Friday 15 August 2014

An Open Letter to Alex Salmond: Democracy & the "Will" of the People

Mr Salmond,

During the recent Scottish Independence Debate between yourself and Alistair Darling,you made the statement that for more than half of your life Scotland has been governed by parties that "we" (by which you mean the people of Scotland) didn't elect at Westminster and that these parties have given us the "Poll Tax" and the "Bedroom Tax" (by which you are referring to the under-occupancy penalty, which of course, you know as well as I do, is not a tax).

I would like to point out, that for my entire life I have been governed by parties that I didn't elect at either Westminster or Holyrood.  This is part of the nature of democracy - sometimes you get stuck with some politician or some party that you didn't vote for (most of the time if you happen to be a libertarian or a true liberal).  Your adversary Mr Darling observed as much when he quipped about not having voted for you.  This was more than a joke, he clearly understands this important truth concerning the nature of democracy.

Indeed, by your standards the UK has been governed by parties that "we" (by which I mean all of the people of the UK) didn't elect at Westminster for my, and indeed your, entire life.  Not for eighty-three years, since the 1931 UK General Election, has any single party won an absolute majority of votes.  That is to say, for every single one of the 19 UK General Elections held since 1931, the majority of voters in the UK have voted against whomever was in power at Westminster.

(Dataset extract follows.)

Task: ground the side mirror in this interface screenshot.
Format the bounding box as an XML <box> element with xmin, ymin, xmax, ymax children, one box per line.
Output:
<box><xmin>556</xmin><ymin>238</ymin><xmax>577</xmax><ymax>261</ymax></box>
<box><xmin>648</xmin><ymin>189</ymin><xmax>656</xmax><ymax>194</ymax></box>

Furthermore, implicit in your statement that "we" the Scottish people didn't elect those parties in Westminster is the idea, to borrow Don Boudreaux's words, that a "multitudinous and extraordinarily complex and diverse group of individuals" (i.e. "the Scottish people") can have "anything reasonably called "a representative" or an agent or agency that carries out its 'will'."  I completely reject such a notion - "[g]roups of people have no 'will'.  It is mistaken anthropomorphism to imagine otherwise."

The distinction which you implicitly draw between "we" the Scottish people and "we" the British (and Northern Irish) people is completely arbitrary.  When politicians move political boundaries to their own advantage we call it gerrymandering.  This argument which you put forward during the debate is nothing more than an argument for gerrymandering on a national scale.

I assure you that I feel more kinship and national identity in common with my English wife and with many English friends, colleagues and acquaintances I have known throughout my life than with you or any of your nationalist party colleagues.